Steamboat Springs Steamboat Springs' green business program is giving companies a couple of ways to help the environment close to home.
Members of the Sustainable Business Program, run by the Steamboat Springs Chamber Resort Association, must create a plan to improve their impact on the environment. They now can participate in the One Percent for Steamboat program or the Colorado Carbon Fund, Chamber Executive Vice President Sandy Evans Hall said.
Businesses had been concerned that credits they bought to offset carbon emissions left the region or state, said Lyn Halliday, principal of Environmental Solutions Unlimited. Under these two programs, sustainable measures will have a visible local impact, she said.
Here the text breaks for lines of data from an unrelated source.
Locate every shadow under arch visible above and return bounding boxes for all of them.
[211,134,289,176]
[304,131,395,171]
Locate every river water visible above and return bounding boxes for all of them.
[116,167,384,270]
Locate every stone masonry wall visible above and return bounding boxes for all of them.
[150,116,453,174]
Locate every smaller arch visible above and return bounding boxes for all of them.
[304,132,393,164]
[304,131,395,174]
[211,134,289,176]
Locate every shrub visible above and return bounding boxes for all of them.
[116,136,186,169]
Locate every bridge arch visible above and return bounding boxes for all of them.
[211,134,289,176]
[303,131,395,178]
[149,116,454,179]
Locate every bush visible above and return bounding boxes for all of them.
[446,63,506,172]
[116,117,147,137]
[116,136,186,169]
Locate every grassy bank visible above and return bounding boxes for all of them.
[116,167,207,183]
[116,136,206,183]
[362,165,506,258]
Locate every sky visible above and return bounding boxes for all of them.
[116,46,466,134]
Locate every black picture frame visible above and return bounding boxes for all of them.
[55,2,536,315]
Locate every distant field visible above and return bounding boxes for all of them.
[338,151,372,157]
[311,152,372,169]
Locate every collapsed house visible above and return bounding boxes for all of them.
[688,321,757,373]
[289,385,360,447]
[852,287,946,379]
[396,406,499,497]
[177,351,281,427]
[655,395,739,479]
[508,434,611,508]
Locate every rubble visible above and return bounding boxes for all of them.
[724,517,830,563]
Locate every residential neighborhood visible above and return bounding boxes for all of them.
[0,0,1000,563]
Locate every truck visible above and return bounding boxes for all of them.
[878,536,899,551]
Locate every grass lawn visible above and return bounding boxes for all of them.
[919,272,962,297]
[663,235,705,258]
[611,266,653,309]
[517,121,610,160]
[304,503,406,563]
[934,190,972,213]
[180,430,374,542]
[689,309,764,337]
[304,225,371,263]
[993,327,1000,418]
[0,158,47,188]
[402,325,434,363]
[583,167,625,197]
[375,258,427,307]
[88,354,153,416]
"We kind of have a quiver of things people can choose from instead of just renewable energy credits," Evans Hall said. "Most of that does not come back into our local environment at all."
The One Percent program allows businesses' customers or patrons to chip in, said Halliday, who helps businesses build their sustainability plans.
Under the program, customers can opt to add a donation to their purchase. The donations go into a Chamber-managed fund to be disbursed to local sustainability projects, she said. Local business people select the recipients.
"There's a lot of folks that visit here, for example, that would like to see Steamboat stay a wonderful place to visit or recreate : and they really have no mechanism to give back," Halliday said. "So the businesses came up with this idea through a task force we developed, and it's really up to the business as far as how they design it."
Businesses that have a hard time adding 1 percent to a bill could ask customers to donate perhaps a dollar, Halliday said. The sustainability program has 60 members.
She pointed to last year's "Green Halloween" as an example of the type of project that could be funded. Through that, the Chamber gave reusable tote bags to children for their Halloween candy collections.
"If we end up garnering a fair amount of money, we'll get some maybe larger projects like solar panels on the school, but I think at first it will be some smaller ones," Halliday said.
Black Tie Ski Rentals is excited to participate, co-owner Ian Prichard said. The company rents and delivers skis to visitors. Black Tie's Crested Butte location allows customers to donate 1 percent to a similar program, Prichard said.
Black Tie plans to add that option next ski season on its Web site and to customers it serves at their hotel rooms.
"Anything they're purchasing gives them an opportunity to donate to it," Prichard said. "It's nice because it's kind of a measurable donation, too."
Companies in the Sustainable Business Program also have the opportunity to donate to the Colorado Carbon Fund created by the Governor's Energy Office. Businesses donate $20 per metric ton of carbon they produce, Halliday said.
"That one would probably be more attractive to a larger business or a business that transacts more money," she said.
The cash goes to the carbon fund, which benefits Colorado's environment. A percentage of the money returns to the Yampa Valley for projects, Halliday said.
"It's kind of fun, grass-roots stuff," she said. "Again, we'll solicit ideas through a variety of channels to try to find things that are appropriate."